With the discovery of archaeological remains on the state-owned site where the studios were to be expanded, however, those plans fell through earlier this year, and though Cinecittà President Chiara Sbargia vows that Italian productions won’t be impacted by the American strikes, Writers Guild of Italy (WGI) President Giorgio Glaviano isn’t quite so confident.

“We are discussing the possibility of joining the [WGA] strike on this side of the Atlantic…with the other European guilds under the acronym FSE (Federation of European Screenwriters),” Glaviano told Italy Magazine. And while the Writers’ Guild of Great Britain — as well as those of Australia, Canada, Israel, Ireland, and Sweden — have already opted to stop work on American projects until the WGA has its terms met, things aren’t as simple for their Italian counterparts, who still have plenty to work out on their own turf. 

“In Italy, we don’t yet have a national collective agreement for the category of screenwriters, and there are currently no minimum contracts established by law,” Glaviano said. “We are still fighting to get these victories.” 

The WGI president noted that they are considering many options, from the collective refusal to sign future contracts to the threat of legal action with any unapproved adjustment of dialogue right down to the extreme possibility of “folding one’s arms and refusing to write, facing any consequence at whatever the cost.” 

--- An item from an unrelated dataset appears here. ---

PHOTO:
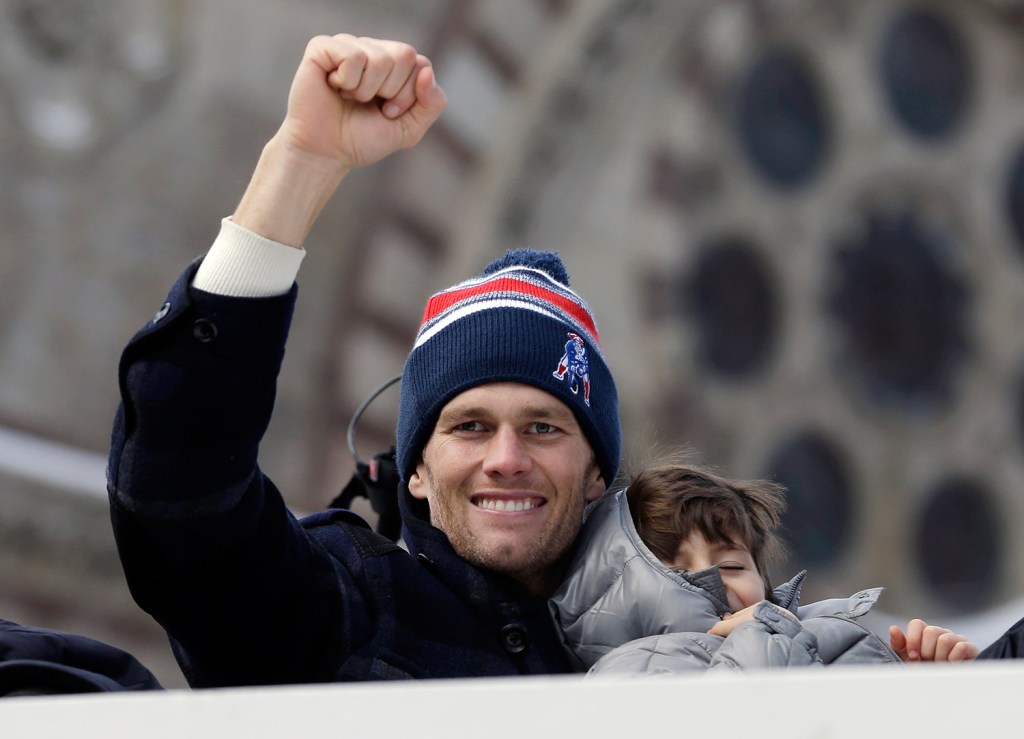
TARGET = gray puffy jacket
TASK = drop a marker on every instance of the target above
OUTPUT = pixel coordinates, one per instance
(623, 611)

Either way, the WGI recognizes the extreme urgency of this moment, and is prepared to support the American battle however they can. For Glaviano, it’s about showing “respect for the value of quality work, and giving the commensurate economic recognition to our authors [...] Alongside all other artists, they are the very conscience of the nations.” From Hollywood to Hollywood on the Tiber, he adds, “their fight is our fight.”